Einen einmal eingeschlagenen Weg „auf Teufel komm raus” weiterzuverfolgen, obwohl sich die Rahmenbedingungen gravierend verändert haben, kann in einigen wenigen Fällen ein Zeichen von bewundernswertem Durchhaltevermögen sein. In den meisten Fällen ist es bloß eines: Dämlich. Dabei zählt es zu einer Stärke des Menschen, flexibel auf Veränderungen zu reagieren. Eine Eigenschaft, die in der Masse jedoch immer wieder verlorenzugehen scheint. Schwarmintelligenz? Von wegen.

Schon vor einiger Zeit habe ich mich mit diesem Phänomen beschäftigt und dieses negative Emergenz genannt. Mit Emergenz wird die magische Eigenschaft eines Systems bezeichnet, mit einem Verhalten zu überraschen, das nicht auf die Eigenschaften seiner Bestandteile zurückzuführen ist. Ein gutes Beispiel dafür ist etwa unser Bewusstsein: Im einzelnen ziemlich einfach gestrickte Neuronen formieren sich zu einem unheimlich komplexen Netzwerk und lassen etwas entstehen, das uns bis heute vor ein großes Rätsel stellt. Negative Emergenz ist das Gegenteil davon: Etwa ziemlich blödsinnige Aktionen einer (großen) Gruppe von Menschen, von denen jeder für sich durchaus intelligent ist.

„Schwarmdummheit”

Der ehemalige IBM-Manager Gunter Duecker hat einen viel eingängigeren Begriff für dieses verbreitete Phänomen gefunden und darüber gleich ein ganzes Buch geschrieben. Er nennt das „schwarmdumm”. Die einleitenden Worte zu seinem Buch („schwarmdumm – So blöd sind wir nur gemeinsam”) sprechen für sich: „Wir wissen zwar genau, was wir wollen: Raus aus dem Hamsterrad! Work smarter, not harder. Das Dilemma ist nur, wir kommen so selten dazu. Denn das Ganze ist viel dümmer als die Summe der Intelligenz der Einzelnen. Wachstumsdiktat, Zeitdruck und Überforderung, sinnlose Meetings und unausgereifte Entscheidungen sind in Unternehmen und Organisationen nicht die Ausnahme, sondern die Regel.”
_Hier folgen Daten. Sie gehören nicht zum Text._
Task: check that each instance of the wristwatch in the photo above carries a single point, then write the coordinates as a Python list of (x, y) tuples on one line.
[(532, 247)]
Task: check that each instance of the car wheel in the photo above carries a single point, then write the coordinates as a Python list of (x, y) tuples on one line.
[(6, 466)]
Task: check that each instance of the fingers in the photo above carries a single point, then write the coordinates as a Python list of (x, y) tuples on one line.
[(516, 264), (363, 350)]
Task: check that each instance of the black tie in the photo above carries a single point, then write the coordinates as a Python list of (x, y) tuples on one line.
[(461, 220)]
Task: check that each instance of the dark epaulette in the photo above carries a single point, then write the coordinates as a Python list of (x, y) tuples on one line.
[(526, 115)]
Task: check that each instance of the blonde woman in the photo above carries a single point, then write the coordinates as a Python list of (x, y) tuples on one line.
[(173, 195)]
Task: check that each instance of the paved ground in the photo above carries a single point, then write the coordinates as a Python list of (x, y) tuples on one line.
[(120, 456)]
Von einem guten Freund wurde mir folgende – exemplarische – Geschichte zugetragen, die sich vor kurzem im Österreich-Ableger eines amerikanischen Konzerns abgespielt hat und die ich hier in stark verkürzter Form wiedergeben möchte. Dazu muss man vorausschicken, dass in diesem Unternehmen für alle Vertriebsmitarbeiter folgende Weisung gilt: Erstens müssen sämtliche Hotels und Flugtickets für zu besuchende Kongresse von den Mitarbeitern selbst gebucht werden und zweitens dürfen Zahlungen ausschließlich über Kreditkarten von American Express abgewickelt werden, obwohl diese in Europa ein eher lausiges Zahlungsmittel sind.

Vom Effizienzstandpunkt her rätselhaft scheint die dogmatische Buchungs-Dezentralisierung: Wenn mehrere Mitarbeiter des Unternehmens gemeinsam mit Kunden zu einem Kongress fliegen, bucht das Vertriebssekretariat zwar Flug und Hotel für Kunden, nicht jedoch für Mitarbeiter. Diese müssen über ein kompliziertes firmeninternes Buchungssystem durch jeden selbst erfolgen, was viel Zeit kostet. Zeit, die ein Vertriebler eigentlich bei seinen Kunden sein sollte, und nicht schwitzend und fluchend über den Laptop gebeugt.

„Unterlagen? Haben wir nicht!”

Warum die Amex-Karte meines Freundes, nennen wir ihn Alex Müller, plötzlich gesperrt wurde, ist bis heute nicht geklärt. Jedenfalls musste eine neue her. Das aber wurde zur schier unendlichen Geschichte, weil Amex über Wochen hinweg stereotyp behauptete, keine Daten von ihm zu haben, obwohl dieser alle Formulare viermal(!) geschickt hatte. Hilferufe an seinen Arbeitgeber hatten keinen Erfolg: Er solle sich, sagte man ihm dort, gefälligst selbst um dieses Problem kümmern.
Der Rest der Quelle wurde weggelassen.